1-unit increase in lead associated with worse scores in math and reading for those with early childhood lead levels below 3.5 µg/dL and ≥3.5 µg/dL

By Elana Gotkine HealthDay Reporter

WEDNESDAY, June 4, 2025 (HealthDay News) — A 1-unit increase in lead levels is associated with worse academic performance throughout school grades, according to a study published online May 28 in JAMA Network Open.

George L. Wehby, M.P.H., Ph.D., from the University of Iowa in Iowa City, examined the association of a 1-unit change in early childhood blood lead levels below 3.5 µg/dL versus ≥3.5 µg/dL with academic achievement in a cohort study that linked birth certificates of children born from 1989 to 2010 with their math and reading test scores for grades 2 through 11 and to their early childhood blood lead testing data.

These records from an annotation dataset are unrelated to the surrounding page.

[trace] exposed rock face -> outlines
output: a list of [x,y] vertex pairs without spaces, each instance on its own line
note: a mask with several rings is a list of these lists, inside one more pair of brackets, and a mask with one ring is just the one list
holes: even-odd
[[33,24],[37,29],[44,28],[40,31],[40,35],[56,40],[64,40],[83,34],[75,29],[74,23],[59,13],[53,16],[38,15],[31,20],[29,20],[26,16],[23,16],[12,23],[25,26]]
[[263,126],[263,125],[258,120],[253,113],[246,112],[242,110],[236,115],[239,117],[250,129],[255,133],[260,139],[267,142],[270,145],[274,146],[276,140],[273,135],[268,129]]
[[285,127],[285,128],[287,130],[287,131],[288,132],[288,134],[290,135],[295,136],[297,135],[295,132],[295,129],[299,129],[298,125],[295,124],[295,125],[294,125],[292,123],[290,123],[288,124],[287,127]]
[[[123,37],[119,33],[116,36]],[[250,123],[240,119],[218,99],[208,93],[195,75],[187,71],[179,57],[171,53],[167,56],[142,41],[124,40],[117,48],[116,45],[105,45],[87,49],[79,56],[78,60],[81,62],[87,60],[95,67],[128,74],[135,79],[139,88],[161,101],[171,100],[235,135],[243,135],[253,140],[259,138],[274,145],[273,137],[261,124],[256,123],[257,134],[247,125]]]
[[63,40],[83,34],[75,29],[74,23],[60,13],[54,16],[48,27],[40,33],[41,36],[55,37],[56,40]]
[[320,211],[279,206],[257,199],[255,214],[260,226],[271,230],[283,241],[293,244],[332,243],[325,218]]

Up to 305,256 children and 1,782,873 child-grade observations were included in the analytical sample. Wehby found that at a mean child age at lead testing of 1.9 years, 37.7 percent of children had lead values below 3.5 µg/dL. A 1-unit increase in lead levels below 3.5 µg/dL was associated with lower national percentile rank (NPR) scores in math and reading (by −0.47 and −0.38, respectively). For lead levels ≥3.5 µg/dL, a 1-unit increase was also associated with lower NPR scores in math and in reading (−0.52 and −0.56, respectively). Across grades 2 through 11, the declines in these scores were persistent.

“Reconsidering and potentially lowering current blood lead reference values for intervention may be needed to better address the associations of low-level lead exposures with cognitive and academic outcomes,” Wehby writes.